Die App kann den internen Gerätespeicher, eine eingelegte SD-Karte und angeschlossene USB-Speicher anzeigen. Zusätzlich lassen sich je nach Einrichtung verschiedene Cloud- und Netzwerkdienste einbinden, sodass Dateien nicht ausschließlich lokal verwaltet werden müssen. Vor dem Download sollte man dennoch prüfen, ob der gewünschte Anbieter und das eigene Android-Gerät unterstützt werden. Für den Zugriff auf geschützte Ordner können außerdem spezielle Systemberechtigungen erforderlich sein.
Kann Solid Explorer ZIP-, RAR- und andere Archivdateien öffnen?
Ja, Solid Explorer bietet umfangreiche Funktionen für komprimierte Dateien. Archive können direkt geöffnet und deren Inhalte durchsucht werden; je nach Format lassen sich Dateien auch extrahieren oder neue Archive erstellen. Das ist hilfreich, wenn man Downloads entpacken oder mehrere Dateien platzsparend weitergeben möchte. Bei passwortgeschützten Archiven wird das entsprechende Kennwort benötigt, und nicht jedes exotische Archivformat muss gleichermaßen unterstützt werden.
Ist Solid Explorer kostenlos oder sind bestimmte Funktionen kostenpflichtig?
Solid Explorer kann in der Regel zunächst kostenlos ausprobiert werden, wobei bestimmte Komfort- und Zusatzfunktionen möglicherweise nur über eine kostenpflichtige Freischaltung verfügbar sind. Dazu können beispielsweise erweiterte Cloud- oder Netzwerkoptionen, zusätzliche Anpassungen oder spezielle Verwaltungsfunktionen gehören. Der genaue Funktionsumfang kann sich durch Updates ändern. Deshalb empfiehlt es sich, vor der Installation die aktuelle Beschreibung im offiziellen Google-Play-Eintrag sowie die angebotenen In-App-Käufe zu prüfen.

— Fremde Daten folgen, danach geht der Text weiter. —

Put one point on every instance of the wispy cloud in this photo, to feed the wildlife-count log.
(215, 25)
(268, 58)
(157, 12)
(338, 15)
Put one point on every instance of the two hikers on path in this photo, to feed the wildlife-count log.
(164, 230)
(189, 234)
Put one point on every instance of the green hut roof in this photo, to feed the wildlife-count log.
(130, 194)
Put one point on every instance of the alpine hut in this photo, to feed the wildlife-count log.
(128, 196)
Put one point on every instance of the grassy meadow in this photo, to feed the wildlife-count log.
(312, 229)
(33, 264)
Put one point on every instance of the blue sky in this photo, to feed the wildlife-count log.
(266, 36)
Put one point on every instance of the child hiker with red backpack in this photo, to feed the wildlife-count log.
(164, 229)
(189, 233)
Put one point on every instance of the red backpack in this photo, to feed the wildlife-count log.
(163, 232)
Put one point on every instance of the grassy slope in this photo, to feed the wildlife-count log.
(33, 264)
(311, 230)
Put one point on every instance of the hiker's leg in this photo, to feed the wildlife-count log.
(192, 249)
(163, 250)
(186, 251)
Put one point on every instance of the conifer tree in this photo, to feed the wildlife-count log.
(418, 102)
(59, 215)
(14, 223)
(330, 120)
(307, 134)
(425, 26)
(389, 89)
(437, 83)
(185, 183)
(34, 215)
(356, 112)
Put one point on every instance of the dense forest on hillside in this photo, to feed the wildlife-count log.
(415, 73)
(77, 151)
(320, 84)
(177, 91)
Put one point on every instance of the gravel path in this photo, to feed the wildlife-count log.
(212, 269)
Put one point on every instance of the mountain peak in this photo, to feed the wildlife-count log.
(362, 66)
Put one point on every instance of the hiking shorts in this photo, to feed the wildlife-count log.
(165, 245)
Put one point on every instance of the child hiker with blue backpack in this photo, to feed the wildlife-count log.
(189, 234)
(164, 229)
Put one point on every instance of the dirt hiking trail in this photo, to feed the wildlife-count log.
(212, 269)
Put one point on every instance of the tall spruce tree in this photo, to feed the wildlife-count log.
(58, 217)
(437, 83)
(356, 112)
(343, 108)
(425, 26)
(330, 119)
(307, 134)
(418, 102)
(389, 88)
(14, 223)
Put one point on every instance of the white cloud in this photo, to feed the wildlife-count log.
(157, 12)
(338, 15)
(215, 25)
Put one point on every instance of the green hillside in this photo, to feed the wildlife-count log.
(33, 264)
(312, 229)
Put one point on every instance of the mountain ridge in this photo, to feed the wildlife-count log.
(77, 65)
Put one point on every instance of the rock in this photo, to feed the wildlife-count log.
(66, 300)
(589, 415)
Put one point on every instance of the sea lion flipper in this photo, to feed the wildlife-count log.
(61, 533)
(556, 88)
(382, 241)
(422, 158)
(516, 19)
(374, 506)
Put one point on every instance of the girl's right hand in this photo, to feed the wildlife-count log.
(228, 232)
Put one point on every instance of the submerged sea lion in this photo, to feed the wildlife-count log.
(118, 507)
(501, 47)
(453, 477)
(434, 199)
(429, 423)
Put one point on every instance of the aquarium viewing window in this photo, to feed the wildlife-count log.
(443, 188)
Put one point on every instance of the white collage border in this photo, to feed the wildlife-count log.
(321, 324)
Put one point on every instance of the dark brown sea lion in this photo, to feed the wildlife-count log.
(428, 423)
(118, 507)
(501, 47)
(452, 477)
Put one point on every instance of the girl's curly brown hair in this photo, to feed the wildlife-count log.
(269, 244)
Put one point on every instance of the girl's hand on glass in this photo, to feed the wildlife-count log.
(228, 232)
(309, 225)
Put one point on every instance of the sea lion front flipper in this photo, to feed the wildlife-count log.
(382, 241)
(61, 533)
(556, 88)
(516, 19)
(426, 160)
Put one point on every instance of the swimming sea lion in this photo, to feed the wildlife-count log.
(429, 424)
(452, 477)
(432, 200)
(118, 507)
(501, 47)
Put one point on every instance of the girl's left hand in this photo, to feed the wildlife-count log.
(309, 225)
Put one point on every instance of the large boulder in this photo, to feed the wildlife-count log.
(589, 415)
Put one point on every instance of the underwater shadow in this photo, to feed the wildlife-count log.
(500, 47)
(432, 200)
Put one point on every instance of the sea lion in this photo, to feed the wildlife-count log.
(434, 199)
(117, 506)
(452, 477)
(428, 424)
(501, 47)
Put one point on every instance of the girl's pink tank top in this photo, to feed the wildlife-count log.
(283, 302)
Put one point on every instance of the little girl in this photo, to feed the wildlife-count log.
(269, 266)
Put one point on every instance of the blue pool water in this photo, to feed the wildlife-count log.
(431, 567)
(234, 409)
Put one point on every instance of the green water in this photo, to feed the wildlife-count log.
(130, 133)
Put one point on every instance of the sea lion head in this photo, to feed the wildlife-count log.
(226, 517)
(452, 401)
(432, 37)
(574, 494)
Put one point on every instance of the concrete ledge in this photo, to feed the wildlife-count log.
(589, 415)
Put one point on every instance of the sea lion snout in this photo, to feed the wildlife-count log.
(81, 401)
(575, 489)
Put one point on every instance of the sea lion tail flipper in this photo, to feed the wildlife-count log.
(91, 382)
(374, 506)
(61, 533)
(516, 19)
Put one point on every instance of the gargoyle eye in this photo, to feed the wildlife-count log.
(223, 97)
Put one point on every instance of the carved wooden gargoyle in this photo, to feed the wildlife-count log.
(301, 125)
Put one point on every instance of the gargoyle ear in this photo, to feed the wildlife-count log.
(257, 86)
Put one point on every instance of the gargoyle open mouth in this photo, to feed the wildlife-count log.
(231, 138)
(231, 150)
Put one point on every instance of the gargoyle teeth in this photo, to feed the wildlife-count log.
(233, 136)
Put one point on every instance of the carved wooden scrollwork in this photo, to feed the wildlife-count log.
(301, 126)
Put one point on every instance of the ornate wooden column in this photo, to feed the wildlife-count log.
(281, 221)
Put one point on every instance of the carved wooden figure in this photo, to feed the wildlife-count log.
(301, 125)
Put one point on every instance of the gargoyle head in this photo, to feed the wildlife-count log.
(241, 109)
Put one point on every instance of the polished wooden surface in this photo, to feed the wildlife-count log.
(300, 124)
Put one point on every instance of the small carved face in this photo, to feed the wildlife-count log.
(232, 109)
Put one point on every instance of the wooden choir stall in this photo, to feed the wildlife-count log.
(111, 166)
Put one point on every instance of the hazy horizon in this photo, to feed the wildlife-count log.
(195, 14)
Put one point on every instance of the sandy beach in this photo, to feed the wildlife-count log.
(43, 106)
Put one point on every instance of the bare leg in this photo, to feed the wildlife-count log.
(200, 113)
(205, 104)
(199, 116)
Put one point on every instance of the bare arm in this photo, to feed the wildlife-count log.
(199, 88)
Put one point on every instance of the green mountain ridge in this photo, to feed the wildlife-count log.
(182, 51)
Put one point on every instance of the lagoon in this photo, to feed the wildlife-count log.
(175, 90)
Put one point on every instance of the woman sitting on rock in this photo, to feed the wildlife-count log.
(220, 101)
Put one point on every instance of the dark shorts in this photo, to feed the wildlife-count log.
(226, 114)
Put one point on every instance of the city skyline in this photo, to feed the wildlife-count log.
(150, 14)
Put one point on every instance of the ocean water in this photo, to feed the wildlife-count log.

Wie sicher ist Solid Explorer beim Umgang mit persönlichen Dateien?
Solid Explorer arbeitet als Dateimanager mit den Berechtigungen, die für den Zugriff auf lokale Speicherorte, verbundene Dienste und Netzwerkfreigaben notwendig sind. Nutzer sollten Berechtigungsanfragen aufmerksam prüfen und nur die Cloud- oder Serverkonten verbinden, die tatsächlich benötigt werden. Für sensible Daten empfiehlt es sich, starke Passwörter und sichere Verbindungen zu verwenden. Außerdem sollte die App ausschließlich aus einer vertrauenswürdigen Quelle installiert und regelmäßig aktualisiert werden.